Both disease and insanity were either a punishment of God or a possession by devils, and using modern medicine to thwart the will of God was a sin. When Dr. Zabdiel Boylston first inoculated his own son against smallpox in 1721, the Church immediately attacked him; they claimed that injecting someone with a weakened strain of smallpox was "poisoning," and that it was blasphemy "to infect a family in the morning with smallpox and to pray to God in the evening against the disease."
Lightning was also considered a punishment of sinners by God; when Benjamin Franklin invented the lightning rod, Christians everywhere bitterly assailed him for robbing God of his judgment.
Bad weather and ferocious storms that ruined crops and killed people were supposed to be the result of Satan's demons stirring trouble. These demons were supposed to be frightened off by the ringing of loud bells; that is why churches traditionally have bells in their steeples.
The European forests were supposed to be filled with witches, gremlins, fairies, leprechauns, dwarfs, ogres, incubi, succubi, and spirits of the dead.

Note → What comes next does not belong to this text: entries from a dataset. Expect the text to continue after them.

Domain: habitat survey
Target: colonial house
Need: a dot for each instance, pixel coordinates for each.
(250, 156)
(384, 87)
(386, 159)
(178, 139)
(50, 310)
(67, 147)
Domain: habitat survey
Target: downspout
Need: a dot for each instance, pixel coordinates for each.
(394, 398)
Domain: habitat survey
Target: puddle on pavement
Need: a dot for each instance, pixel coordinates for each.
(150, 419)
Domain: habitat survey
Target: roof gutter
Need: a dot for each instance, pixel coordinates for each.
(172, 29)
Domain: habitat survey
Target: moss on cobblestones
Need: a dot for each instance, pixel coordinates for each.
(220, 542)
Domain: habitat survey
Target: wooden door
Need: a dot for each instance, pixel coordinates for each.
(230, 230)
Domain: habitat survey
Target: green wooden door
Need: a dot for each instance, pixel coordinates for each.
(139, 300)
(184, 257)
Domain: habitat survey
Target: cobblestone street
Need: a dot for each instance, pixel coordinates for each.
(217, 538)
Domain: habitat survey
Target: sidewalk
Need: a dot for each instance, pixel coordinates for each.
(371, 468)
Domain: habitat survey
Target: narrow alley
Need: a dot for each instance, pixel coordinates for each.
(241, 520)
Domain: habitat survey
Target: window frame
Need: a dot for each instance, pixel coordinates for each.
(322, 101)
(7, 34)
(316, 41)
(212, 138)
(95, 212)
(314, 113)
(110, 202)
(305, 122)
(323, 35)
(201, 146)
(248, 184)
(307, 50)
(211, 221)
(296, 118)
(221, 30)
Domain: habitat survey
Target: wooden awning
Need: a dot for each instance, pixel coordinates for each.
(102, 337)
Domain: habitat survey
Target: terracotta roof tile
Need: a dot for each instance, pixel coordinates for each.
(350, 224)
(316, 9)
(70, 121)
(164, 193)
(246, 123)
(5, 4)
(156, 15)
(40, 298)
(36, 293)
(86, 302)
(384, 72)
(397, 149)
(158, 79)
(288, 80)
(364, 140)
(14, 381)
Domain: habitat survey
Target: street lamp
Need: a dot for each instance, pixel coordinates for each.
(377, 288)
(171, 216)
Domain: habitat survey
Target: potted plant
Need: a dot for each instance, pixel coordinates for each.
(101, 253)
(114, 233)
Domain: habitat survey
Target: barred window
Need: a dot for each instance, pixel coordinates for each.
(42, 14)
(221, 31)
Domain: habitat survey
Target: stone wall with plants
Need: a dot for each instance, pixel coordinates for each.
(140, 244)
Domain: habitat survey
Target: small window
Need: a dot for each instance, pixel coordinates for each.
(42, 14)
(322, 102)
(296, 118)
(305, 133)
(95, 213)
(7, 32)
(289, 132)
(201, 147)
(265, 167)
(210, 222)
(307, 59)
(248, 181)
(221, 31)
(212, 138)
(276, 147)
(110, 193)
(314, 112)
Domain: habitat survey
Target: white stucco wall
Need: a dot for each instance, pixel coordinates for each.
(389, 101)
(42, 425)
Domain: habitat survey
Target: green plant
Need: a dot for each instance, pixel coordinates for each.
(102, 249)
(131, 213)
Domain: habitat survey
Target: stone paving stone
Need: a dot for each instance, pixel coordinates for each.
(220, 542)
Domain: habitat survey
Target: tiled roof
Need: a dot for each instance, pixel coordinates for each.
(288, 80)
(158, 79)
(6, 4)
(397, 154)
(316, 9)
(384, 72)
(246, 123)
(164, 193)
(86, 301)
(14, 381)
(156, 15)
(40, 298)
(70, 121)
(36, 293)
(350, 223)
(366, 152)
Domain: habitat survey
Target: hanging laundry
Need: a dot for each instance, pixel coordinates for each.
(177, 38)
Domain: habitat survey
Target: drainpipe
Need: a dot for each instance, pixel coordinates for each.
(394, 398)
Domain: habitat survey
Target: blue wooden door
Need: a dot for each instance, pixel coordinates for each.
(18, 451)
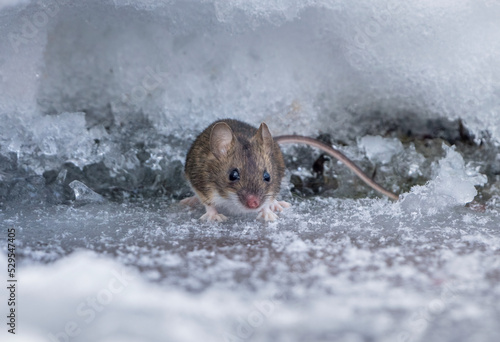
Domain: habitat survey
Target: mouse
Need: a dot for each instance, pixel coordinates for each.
(239, 167)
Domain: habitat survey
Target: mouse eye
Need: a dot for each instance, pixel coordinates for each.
(266, 176)
(234, 175)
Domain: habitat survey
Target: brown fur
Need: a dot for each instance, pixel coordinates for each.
(251, 151)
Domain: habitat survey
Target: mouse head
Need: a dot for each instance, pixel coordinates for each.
(246, 167)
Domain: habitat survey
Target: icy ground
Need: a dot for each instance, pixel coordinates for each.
(100, 100)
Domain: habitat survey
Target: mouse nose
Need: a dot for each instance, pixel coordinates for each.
(253, 201)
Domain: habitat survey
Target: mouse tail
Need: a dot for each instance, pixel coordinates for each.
(294, 139)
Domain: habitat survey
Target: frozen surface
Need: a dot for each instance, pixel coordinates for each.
(100, 100)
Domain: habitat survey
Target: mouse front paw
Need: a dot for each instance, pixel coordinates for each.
(212, 215)
(267, 215)
(190, 201)
(278, 206)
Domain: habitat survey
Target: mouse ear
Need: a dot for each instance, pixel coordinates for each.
(221, 139)
(264, 136)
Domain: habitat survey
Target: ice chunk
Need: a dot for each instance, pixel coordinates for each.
(379, 149)
(453, 184)
(84, 194)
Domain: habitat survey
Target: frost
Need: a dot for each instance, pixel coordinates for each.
(379, 149)
(100, 101)
(452, 185)
(83, 194)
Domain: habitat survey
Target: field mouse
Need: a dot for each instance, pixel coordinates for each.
(236, 166)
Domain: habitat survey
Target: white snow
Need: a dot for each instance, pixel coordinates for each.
(100, 100)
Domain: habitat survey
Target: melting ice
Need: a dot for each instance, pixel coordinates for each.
(100, 100)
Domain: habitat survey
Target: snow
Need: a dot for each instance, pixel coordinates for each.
(100, 101)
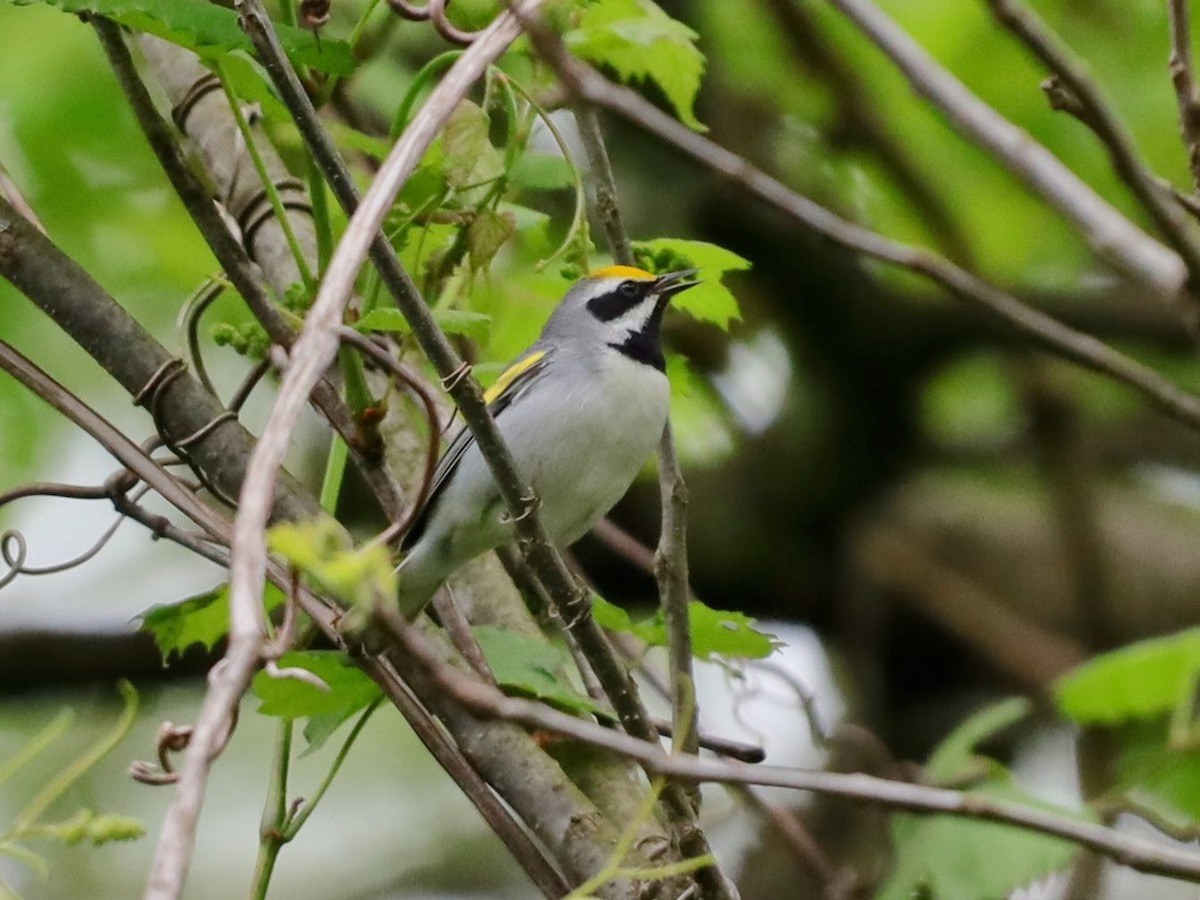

They were thought to range from friendly and mischievous to violent and dangerous, and they were blamed or credited for much unexplained phenomena. The Church, from the Pope on down, blessed various holy relics and prayers that could be used to ward off these creatures.
One of the most bitterly fought "truths" was the supposed evil of usury, which is nothing more than the loaning of money for interest. For 1,700 years the Church saved its greatest condemnations for money-lenders. Dante reserved his most tortuous sections of hell for them. Today, of course, we consider modern banking practices to be a great benefit to society, one of the reasons why modern economies function so well. But it was not always so.